Some sources have the bifang itself as the arsonist, using fire it carries in its beak. Mathieu equates it with the Chinese crane, whose habit of standing on one leg may have inspired the bifang’s appearance.

References

Mathieu, R. (1983) Étude sur la mythologie et l’ethnologie de la Chine ancienne. Collège de France, Paris.

Strassberg, R. E. (2002) A Chinese Bestiary: Strange Creatures from the Guideways Through Mountains and Seas. University of California Press.

Lushu

Lushu

[Guest art courtesy of the awesome Arlyn Reid! Let them know how much you like it!]

South of the Niu-Trees Mountain in China has red metal on its southern slope and white metal on its northern slope. It is also home to the Lushu, which looks like a horse with a white head, a red tail, and stripes like a tiger. Its cry is like a human singing. Wearing the lushu from one’s belt ensures the conception of many descendants.

While the Shan Hai Jing is unclear on the subject, Guo Pu clarifies that a piece of the lushu’s skin and hair ensures fertility. Its red tail may be a symbol of its vigor and potency.

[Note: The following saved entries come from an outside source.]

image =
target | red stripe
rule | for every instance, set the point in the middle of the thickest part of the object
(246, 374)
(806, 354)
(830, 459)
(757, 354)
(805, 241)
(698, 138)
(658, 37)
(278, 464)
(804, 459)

The stripes suggest that the lushu may be inspired by a number of striped ungulates – zebras, wild donkeys, or even okapis. Mathieu cites the polygamy of zebras and the historical virility of donkeys, but it probably is not an extinct species of red-tailed zebra.

References

Mathieu, R. (1983) Étude sur la mythologie et l’ethnologie de la Chine ancienne. Collège de France, Paris.

Strassberg, R. E. (2002) A Chinese Bestiary: Strange Creatures from the Guideways Through Mountains and Seas. University of California Press.

Fei

Variations: Fei-beast

Fei

The Fei or Fei-beast can be found on Great Mountain, the eighth and last of China’s Eastern Mountains. It is shaped liked an ox, with a white head and a single eye. Its tail is that of a snake.

When a fei moves over grass, the plants below it wither and die. When it crosses a stream, the water evaporates at its touch. Its appearance is an omen of worldwide plague and wars.

References

Mathieu, R. (1983) Étude sur la mythologie et l’ethnologie de la Chine ancienne. Collège de France, Paris.

Strassberg, R. E. (2002) A Chinese Bestiary: Strange Creatures from the Guideways Through Mountains and Seas. University of California Press.